A cooperative effort between police departments in Whitehall and Reynoldsburg in 2017 to crack down on crime in both communities was only part of a continuing effort by Reynoldsburg officers to provide "a more visible police presence," according to acting police Chief Bill Early.
The effort includes a second police substation that opened Dec. 19 at 6553 E. Livingston Ave., in the Blacklick Plaza shopping center.
The first substation opened in August in the Taylor Square area, at 7639 Farmsbury Drive.
Early said officer Tammy Jackson is the community resource officer assigned to the Farmsbury substation.
"Our community resource officers are assigned to a specific geographical area," he said. "A lot of our major businesses are located in the Taylor Square area. Having our officers visible in that area can help to deter crime."
The anti-crime blitz with Whitehall police included the use of SWAT officers in high-crime areas in both cities several times in the past few months, Early said.
"We share resources with Whitehall police -- they sent their SWAT team crime vehicle and we sent one of ours," Early said. "The crime blitz operations are a way to assist each other so that we have the ability to reach a larger retail area."
He said the last crime blitz in Reynoldsburg was Nov. 30 at the Taylor Square Shopping Center, when at least 10 people were arrested, charged with theft or picked up on outstanding warrants.
A similar operation was held Dec. 2 in Whitehall when SWAT officers checked out the Great Eastern Shopping Center, Town and Country shopping center and Walmart, at 3657 E. Main St. That blitz produced 14 arrests and 22 charges, according to Whitehall police Sgt. Dan Kelso.
Reynoldsburg police officer Tony Hines, who is assigned to the Livingston Avenue substation, said better accessibility is the goal of establishing the substations.
"Officers will utilize these offices to hold meetings, conduct interviews, take reports and follow up on incidents," he said.
He said the department will periodically host community events at each substation such as "Coffee with a Cop," where people are invited to stop by and enjoy a beverage and snack while meeting Reynoldsburg police officers.
Early said the community resource officers are expected to spend about 40 percent of their time at the substation and 60 percent out on the streets.

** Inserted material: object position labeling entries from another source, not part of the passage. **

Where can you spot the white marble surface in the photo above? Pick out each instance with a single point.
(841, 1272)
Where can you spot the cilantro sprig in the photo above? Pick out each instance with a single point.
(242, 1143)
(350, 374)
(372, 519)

"The officers would be assigned there during their eight-hour shift, plus second- and third-shift officers would also have the ability to meet residents there," he said.
Hines said the substations will make it more convenient for people who live nearby to file a complaint or report.
"The substations serve the same purpose as the main police station, with the exception of having a jail holding facility," he said. "There are no set hours for the substations, yet the public can go any time they are open or they can make appointments to meet officers there."
Now that the first substation has been open a while, the benefits to the community have been apparent, Hines said.
"It allows people to communicate with an officer while out running day-to-day errands and has benefitted businesses by cutting down on response times," he said. "It has also allowed them to maximize their resources without taking up too much time going to the police station to sign documents or drop off evidence."
The substations also give officers an additional place to stop and do paperwork or hold interviews and meetings.
Hines said the Coffee with a Cop events will be scheduled monthly.